Is 1, otherwise is 0; w is a _ij And h _ij Width and height of the target region for the true value corresponding to anchor point labeled k at the location of feature map (i, j); (x) _ij ,y _ij ,w _ij ,h _ij ,θ _ij ) The five parameters of the target area are true values;

2. The method for target detection based on adaptive target direction neural network remote sensing image of claim 1, wherein in step S2, a feature map of an image is extracted by using dark net-53 in a target detection architecture, and a target region is trained and regressed on three feature maps of different scales.

3. The method for target detection based on the adaptive target direction neural network remote sensing image of claim 2, wherein in step S2, the target region is trained and regressed based on three anchor points at each position of the feature map with the size of 13 × 13 pixels, the three anchor points having the sizes of 116 × 90 pixels, 156 × 198 pixels and 373 × 326 pixels, respectively;

upsampling the feature map with the size of 13 pixels multiplied by 13 pixels to 26 pixels multiplied by 26 pixels, and combining the upsampled feature map with the size of 26 pixels multiplied by 26 pixels in the network architecture to form a new feature map with the size of 26 pixels multiplied by 26 pixels;

4. The method for target detection based on the adaptive target direction remote sensing image of the neural network as claimed in claim 3, wherein in the step S2, a multi-scale training concept is adopted to train the target detection architecture, and in the training process, if the intersection ratio of an anchor point to the true value target area is the largest of the intersection ratios of all anchor points to the true value target area, the anchor point area is marked as a positive sample; the anchor points remaining that are not marked as positive samples are marked as negative samples.

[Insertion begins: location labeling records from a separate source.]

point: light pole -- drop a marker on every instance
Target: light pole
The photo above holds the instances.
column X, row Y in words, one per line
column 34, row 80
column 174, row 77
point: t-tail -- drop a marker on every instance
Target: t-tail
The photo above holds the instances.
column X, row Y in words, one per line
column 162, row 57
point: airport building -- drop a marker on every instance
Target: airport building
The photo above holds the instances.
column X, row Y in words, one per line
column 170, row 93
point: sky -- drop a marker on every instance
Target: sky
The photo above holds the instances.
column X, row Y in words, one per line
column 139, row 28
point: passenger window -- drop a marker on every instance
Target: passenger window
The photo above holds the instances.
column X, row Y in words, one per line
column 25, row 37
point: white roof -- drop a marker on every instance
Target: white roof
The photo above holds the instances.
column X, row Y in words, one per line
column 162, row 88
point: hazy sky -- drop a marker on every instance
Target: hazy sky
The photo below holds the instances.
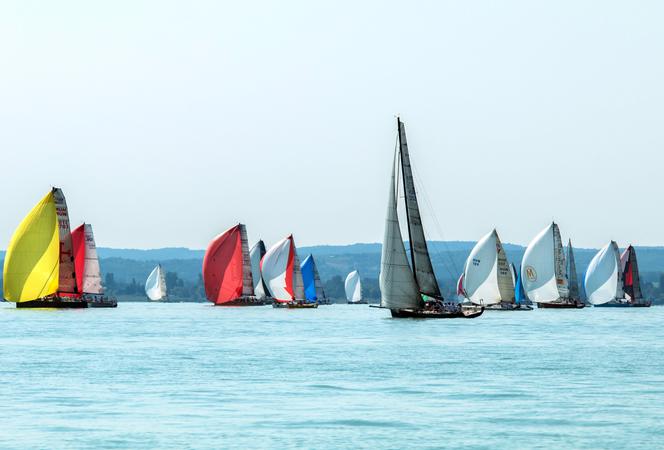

5. The method for detecting the target of the neural network remote sensing image based on the adaptive target direction as claimed in claim 1, wherein in the step S2, in the target detection architecture testing stage, all x, y, θ, confidence and category prediction values in the network are processed by using formula (11).

6. The method for target detection based on adaptive target direction neural network remote sensing image of claim 5, wherein in step S2, five parameters of anchor point-based target generation area are obtained using formulas (1) - (5); if the confidence coefficient of the generated target area is larger than the set threshold value, retaining, otherwise, removing; in order to reduce the redundancy of the target detection result, a non-maximum value suppression algorithm is used for suppressing the reserved target area, wherein the intersection ratio threshold value is set to be 0.3; and the target area remained after the inhibition of the non-maximum value is the target detection result of the target detection framework.